THE OBLIGATED SELF
finalist, 2018 National Jewish Book Award
Women’s Studies category
University of Toronto: Professor Naomi Seidman and graduate students
My most recent book, The Obligated Self: Maternal Subjectivity and Jewish Thought, puts maternal experience into constructive conversation with central themes in Jewish theology. It joins other innovative volumes in the New Jewish Thought and Philosophy series at Indiana University Press.
The physical and psychological work of caring for children presents theologically fruitful — but largely unexplored — terrain for feminists.

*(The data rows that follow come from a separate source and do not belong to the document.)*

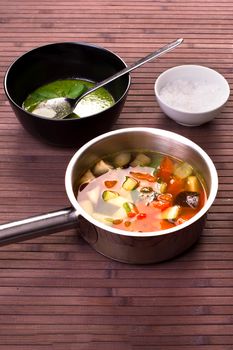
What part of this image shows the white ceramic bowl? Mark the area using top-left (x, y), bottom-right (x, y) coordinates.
top-left (154, 65), bottom-right (230, 126)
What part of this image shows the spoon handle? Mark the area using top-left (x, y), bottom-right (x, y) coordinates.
top-left (79, 38), bottom-right (183, 101)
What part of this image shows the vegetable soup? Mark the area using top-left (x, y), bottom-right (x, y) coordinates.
top-left (77, 150), bottom-right (207, 232)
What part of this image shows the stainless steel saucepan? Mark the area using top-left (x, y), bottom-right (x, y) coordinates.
top-left (0, 128), bottom-right (218, 264)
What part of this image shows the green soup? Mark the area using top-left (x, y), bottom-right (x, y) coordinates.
top-left (23, 79), bottom-right (115, 119)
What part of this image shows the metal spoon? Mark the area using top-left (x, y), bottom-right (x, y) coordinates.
top-left (33, 38), bottom-right (183, 120)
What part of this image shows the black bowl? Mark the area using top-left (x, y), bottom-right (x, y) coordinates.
top-left (4, 42), bottom-right (131, 147)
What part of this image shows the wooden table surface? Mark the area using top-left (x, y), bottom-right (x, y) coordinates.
top-left (0, 0), bottom-right (233, 349)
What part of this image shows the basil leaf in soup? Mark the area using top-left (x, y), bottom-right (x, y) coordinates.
top-left (23, 80), bottom-right (87, 112)
top-left (23, 78), bottom-right (115, 119)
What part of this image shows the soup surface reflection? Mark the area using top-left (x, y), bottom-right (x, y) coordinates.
top-left (77, 150), bottom-right (207, 232)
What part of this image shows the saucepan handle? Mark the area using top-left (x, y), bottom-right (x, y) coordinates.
top-left (0, 207), bottom-right (80, 246)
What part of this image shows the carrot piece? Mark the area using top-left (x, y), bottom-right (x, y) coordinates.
top-left (130, 171), bottom-right (156, 182)
top-left (157, 193), bottom-right (173, 202)
top-left (104, 180), bottom-right (117, 188)
top-left (152, 200), bottom-right (171, 211)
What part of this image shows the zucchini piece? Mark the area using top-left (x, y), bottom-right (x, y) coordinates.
top-left (174, 162), bottom-right (193, 179)
top-left (102, 190), bottom-right (119, 201)
top-left (130, 153), bottom-right (151, 167)
top-left (161, 205), bottom-right (181, 220)
top-left (123, 202), bottom-right (138, 214)
top-left (92, 160), bottom-right (113, 176)
top-left (160, 182), bottom-right (167, 193)
top-left (113, 152), bottom-right (131, 167)
top-left (154, 180), bottom-right (167, 194)
top-left (159, 181), bottom-right (167, 193)
top-left (186, 176), bottom-right (200, 192)
top-left (122, 176), bottom-right (139, 191)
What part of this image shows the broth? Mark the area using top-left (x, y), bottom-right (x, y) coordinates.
top-left (77, 150), bottom-right (207, 233)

In this book, I demonstrate that attending to the constant, concrete, and urgent needs of young children invites caregivers to grapple with profound religious questions: how can we responsibly use our power in unequal relationships? What is our obligation to respond to human fragility and vulnerability? And how do relationships like those between parents and children reorient our concept of the self? Drawing on Jewish sources from the Talmud to modern philosophy, The Obligated Self takes up the challenge of bringing a theological, feminist perspective to parenting.
Reviews in print:
Susan Sapiro, “Motherhood and Godliness,” Lilith magazine (Winter 2018-19)
Dustin Atlas, for Reading Religion (March 2019)
Rosenzweig’s Bible: Reinventing Scripture for Jewish Modernity (Cambridge University Press, 2009) examines the high theological and political stakes of Franz Rosenzweig’s creation of a textual home for the Jewish people in modern times.
My study of this titan of modern Jewish thought and philosophy places Rosenzweig’s best-known work, The Star of Redemption, at the beginning of an intellectual trajectory that culminated in a monumental translation of the Bible. I argue that Rosenzweig’s response to modernity was paradoxical: he challenged his readers to encounter the biblical text as revelation, reinventing scripture – both the Bible itself and the very notion of a scriptural text – in order to invigorate Jewish intellectual and social life, but did so in a distinctly modern key, ultimately reinforcing the foundations of German-Jewish post-Enlightenment liberal thought. Rosenzweig’s Bible illuminates the complex interactions that arise when modern readers engage the sacred texts of ancient religious traditions.